BOŞ BASIN TOPLANTISINI BIRAK KAPALI SAVUNMA AÇMA ÇALIŞ – SERDAR ALİ ÇELİKLER / MİLLİYET
Maç öncesi basın toplantısında aklınca ben de dahil Fenerbahçeli gazeteci ve yorumcularla dalga geçen Vitor Pereira, hemşehrisi Pedro Martins’in Olympiakos’u karşısında denize döküldü. Maçlardan sonra “Takım ruhu” – “Önemli olan takım dinamiği” gibi 2 tane ezberlenmiş cümleden başka bir şey kurmayan Vitor Hoca’ya soralım, belki bir gün yine bizimle dalga geçmek ister de arada yanıt verir:
‘TAKIM RUHU…’
Sivasspor – Başakşehir ve Olympiakos. 3 tane sert- sıkı savunma yapan takım da seni zorladı. İkisi yendi biriyle de berabere kaldın. Kapalı savunmalara karşı ne gibi bir oyun farklılığın; senin deyiminle “takım dinamiğin” olacak? • Geçen sene göbekten çok delinen F.Bahçe’yi tespit edip 3 stoperli dizilişe döndün ve ben de bu konuda seni övdüm. Dün göbekten delik deşik ettiler takımını, devreye 1-0 geride girmek büyük şanstı. Kim’in önüne bir dalgakıran daha koymak ve Gustavo’yu daha geride tutup orta alana misal Zajc’ı alıp 3-5-2’ye bile dönmeyi neden düşünmedin? Yoksa “takım ruhu” sadece 3-4-3’de mi oluyor?

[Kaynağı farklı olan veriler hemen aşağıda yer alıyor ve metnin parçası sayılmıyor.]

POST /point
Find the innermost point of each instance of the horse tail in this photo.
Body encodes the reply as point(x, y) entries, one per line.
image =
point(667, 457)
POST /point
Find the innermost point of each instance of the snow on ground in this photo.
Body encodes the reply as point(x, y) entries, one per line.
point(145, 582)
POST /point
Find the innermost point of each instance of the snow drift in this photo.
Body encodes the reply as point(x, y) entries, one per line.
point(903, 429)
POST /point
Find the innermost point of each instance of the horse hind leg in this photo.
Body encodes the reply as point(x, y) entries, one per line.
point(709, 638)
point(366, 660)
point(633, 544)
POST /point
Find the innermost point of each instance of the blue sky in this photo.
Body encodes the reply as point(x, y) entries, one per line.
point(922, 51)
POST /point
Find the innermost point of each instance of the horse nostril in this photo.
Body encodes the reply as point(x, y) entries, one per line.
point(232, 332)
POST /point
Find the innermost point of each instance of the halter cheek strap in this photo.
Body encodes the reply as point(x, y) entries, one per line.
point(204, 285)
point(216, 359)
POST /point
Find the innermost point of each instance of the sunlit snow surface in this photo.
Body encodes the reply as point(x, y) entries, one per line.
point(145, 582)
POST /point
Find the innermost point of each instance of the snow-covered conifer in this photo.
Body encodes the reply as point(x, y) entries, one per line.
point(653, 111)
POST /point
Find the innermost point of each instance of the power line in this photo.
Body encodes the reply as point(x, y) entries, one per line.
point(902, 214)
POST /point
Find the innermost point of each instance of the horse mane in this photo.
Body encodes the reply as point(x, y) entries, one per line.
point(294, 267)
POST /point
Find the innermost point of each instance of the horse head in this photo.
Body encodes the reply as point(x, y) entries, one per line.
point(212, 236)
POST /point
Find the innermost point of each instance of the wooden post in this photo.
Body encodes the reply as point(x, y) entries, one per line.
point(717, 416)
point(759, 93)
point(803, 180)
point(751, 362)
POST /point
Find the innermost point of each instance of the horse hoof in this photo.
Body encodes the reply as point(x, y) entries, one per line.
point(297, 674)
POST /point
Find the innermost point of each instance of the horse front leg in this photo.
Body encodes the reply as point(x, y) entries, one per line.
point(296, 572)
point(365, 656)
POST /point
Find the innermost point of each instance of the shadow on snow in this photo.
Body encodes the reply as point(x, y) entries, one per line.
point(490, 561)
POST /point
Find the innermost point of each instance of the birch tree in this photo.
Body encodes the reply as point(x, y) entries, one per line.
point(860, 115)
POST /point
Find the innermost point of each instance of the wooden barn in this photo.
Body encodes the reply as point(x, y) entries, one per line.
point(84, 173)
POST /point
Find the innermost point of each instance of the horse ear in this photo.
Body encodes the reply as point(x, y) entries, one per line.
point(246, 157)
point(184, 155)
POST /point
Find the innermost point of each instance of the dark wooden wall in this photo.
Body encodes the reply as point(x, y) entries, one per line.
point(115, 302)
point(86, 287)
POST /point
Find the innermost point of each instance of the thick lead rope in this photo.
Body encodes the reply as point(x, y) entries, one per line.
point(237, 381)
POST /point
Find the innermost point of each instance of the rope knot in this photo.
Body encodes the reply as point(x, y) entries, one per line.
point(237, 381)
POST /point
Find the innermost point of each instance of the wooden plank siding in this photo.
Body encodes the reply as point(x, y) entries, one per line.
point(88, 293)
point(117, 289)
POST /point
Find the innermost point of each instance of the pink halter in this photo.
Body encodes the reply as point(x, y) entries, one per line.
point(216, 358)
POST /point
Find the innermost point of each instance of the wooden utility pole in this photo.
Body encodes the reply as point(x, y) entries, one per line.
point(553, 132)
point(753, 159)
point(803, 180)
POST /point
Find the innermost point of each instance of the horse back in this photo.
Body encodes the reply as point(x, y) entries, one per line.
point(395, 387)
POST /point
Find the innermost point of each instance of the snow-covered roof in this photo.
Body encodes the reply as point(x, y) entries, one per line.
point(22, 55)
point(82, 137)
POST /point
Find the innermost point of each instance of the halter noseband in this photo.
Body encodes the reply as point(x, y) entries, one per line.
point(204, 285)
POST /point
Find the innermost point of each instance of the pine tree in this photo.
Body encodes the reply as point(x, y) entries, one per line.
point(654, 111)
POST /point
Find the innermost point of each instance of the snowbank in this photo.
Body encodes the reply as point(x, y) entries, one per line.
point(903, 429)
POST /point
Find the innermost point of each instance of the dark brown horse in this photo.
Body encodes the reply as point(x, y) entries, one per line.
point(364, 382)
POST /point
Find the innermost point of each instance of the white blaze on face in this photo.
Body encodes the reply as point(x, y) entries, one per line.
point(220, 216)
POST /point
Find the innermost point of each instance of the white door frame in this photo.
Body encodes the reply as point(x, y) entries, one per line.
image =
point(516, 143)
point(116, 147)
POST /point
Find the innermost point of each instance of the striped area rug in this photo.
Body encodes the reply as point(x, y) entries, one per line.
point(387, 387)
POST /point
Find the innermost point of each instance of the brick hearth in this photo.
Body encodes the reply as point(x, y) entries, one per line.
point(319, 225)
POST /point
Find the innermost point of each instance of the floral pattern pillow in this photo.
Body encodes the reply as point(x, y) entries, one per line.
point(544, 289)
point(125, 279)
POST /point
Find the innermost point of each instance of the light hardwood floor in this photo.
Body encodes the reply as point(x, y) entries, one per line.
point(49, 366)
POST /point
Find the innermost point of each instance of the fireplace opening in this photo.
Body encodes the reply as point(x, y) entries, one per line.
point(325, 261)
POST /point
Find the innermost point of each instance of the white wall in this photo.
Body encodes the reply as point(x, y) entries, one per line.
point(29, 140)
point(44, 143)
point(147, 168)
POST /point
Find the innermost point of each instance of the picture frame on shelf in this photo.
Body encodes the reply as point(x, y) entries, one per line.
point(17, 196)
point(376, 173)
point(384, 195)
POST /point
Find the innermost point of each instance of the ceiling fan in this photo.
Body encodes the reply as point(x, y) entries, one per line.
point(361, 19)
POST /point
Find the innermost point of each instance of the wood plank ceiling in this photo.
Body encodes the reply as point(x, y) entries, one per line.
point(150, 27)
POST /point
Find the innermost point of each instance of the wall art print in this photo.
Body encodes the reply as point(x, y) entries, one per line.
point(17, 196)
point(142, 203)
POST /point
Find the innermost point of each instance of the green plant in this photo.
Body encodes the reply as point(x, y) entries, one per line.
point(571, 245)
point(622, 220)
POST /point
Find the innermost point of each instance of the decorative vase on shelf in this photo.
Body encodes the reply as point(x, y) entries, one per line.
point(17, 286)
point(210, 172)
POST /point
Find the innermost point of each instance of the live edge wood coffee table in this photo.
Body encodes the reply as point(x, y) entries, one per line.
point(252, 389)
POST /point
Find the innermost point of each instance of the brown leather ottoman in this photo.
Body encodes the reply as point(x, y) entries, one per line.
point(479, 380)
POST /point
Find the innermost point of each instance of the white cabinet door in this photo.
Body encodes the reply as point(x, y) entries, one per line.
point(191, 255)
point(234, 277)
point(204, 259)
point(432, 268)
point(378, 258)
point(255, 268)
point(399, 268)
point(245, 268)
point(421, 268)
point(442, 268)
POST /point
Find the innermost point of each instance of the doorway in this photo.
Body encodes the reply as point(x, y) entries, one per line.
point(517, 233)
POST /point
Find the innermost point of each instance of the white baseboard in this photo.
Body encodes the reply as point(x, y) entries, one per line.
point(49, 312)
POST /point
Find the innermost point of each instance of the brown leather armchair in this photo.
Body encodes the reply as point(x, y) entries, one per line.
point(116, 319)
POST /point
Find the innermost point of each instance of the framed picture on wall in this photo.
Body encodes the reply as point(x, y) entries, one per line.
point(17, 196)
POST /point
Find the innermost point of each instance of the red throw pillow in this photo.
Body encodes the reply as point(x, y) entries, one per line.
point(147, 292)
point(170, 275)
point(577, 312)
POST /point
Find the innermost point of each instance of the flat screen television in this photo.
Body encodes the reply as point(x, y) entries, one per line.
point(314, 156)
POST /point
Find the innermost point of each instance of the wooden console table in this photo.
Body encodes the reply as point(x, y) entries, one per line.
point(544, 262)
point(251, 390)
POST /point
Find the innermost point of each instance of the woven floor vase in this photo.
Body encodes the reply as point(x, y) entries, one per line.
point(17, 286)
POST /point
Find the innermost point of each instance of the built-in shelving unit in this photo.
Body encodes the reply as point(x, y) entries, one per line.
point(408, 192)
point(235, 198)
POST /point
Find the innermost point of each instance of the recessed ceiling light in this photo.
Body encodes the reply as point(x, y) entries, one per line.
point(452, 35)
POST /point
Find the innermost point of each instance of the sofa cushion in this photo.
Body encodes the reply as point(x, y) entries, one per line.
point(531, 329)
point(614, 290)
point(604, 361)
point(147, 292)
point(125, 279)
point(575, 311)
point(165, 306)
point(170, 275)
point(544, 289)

‘KİMSE MESUT ÖZİL HASTA MASALINI ANLATMASIN’
3 metrelik Oly stoperlerinin ve ön liberolarının içinde Rossi ve Pelkas ne yapabilirdi? Biri fazla değil miydi? Pelkas 10 numara oynasa, Enner – Berisha çift forveti ile 3-4-1-2 başlasan seni kınarlar mıydı? “Bazı gazeteciler bazı futbolcuları daha çok seviyor, ondan o sevdikleri futbolcu oynasın istiyor” diye aklınca Rıdvan Dilmen’in Mesut eleştirilerini ‘sevgi’ye – ‘ilişki’ye bağladın. Peki sen neden Mesut’u bir türlü sevemiyorsun? Porto’daki James Rodriguez, 6 yıl evvelki RvP krizleri gibi bir de Mesut krizi mi istiyorsun? Kimse aklımızla dalga geçip Mesut’un hasta olduğu masalını anlatmasın.
‘TAKTİKSEL BİR ŞEYLER DUYALIM’
Kapalı savunmalara karşı ya yetenekle adam eksiltmek lazım ya da hızlı packing paslar atmak lazım. 2. devreye tempolu başlamak istedin ama Attila’nın Pelkas’a; Ferdi’nin Novak’a verdiği 2 packing pasın haricinde bir örnek göremedik. Ekim milli arasında kapalı savunma aşma çalışmaları yaptırdığında basınla da paylaş. Paylaş ki “takım ruhu” cümlesi dışında taktiksel bir şeyler duyalım senden.
‘MİLLİ ARA GELECEĞİ İÇİN ÖNEMLİ’
Pedro Martins’in Oly’si Fenerbahçe taraftarından da alkışı hak edip aldı. Masouras maçın adamıydı ama geçen yıl gündeme geldiğinde Erol Bulut’un istemediği Tiquinho Soares mükemmel oynadı. Kim’i bu kadar etkisiz ilk kez gördük. F.Bahçe’nin hocası faydasız, kendisini destekleyenler de dahil basın mensuplarını kaybetmek gibi bir sonuç doğuracak gereksiz basın toplantıları düzenlemek yerine kapalı savunmaları aşma çalışmaları yapmalı. Yoksa Antwerp de Frankfurt da burada derinde bekleyip hızlı çıkacaklar ve onlar da kazanacaklar. Ligde de en eç 3 haftaya bu tip takımlar F.Bahçe’yi yenmeye başlar. Bu milli ara Vitor Hocanın geleceği için de önemli.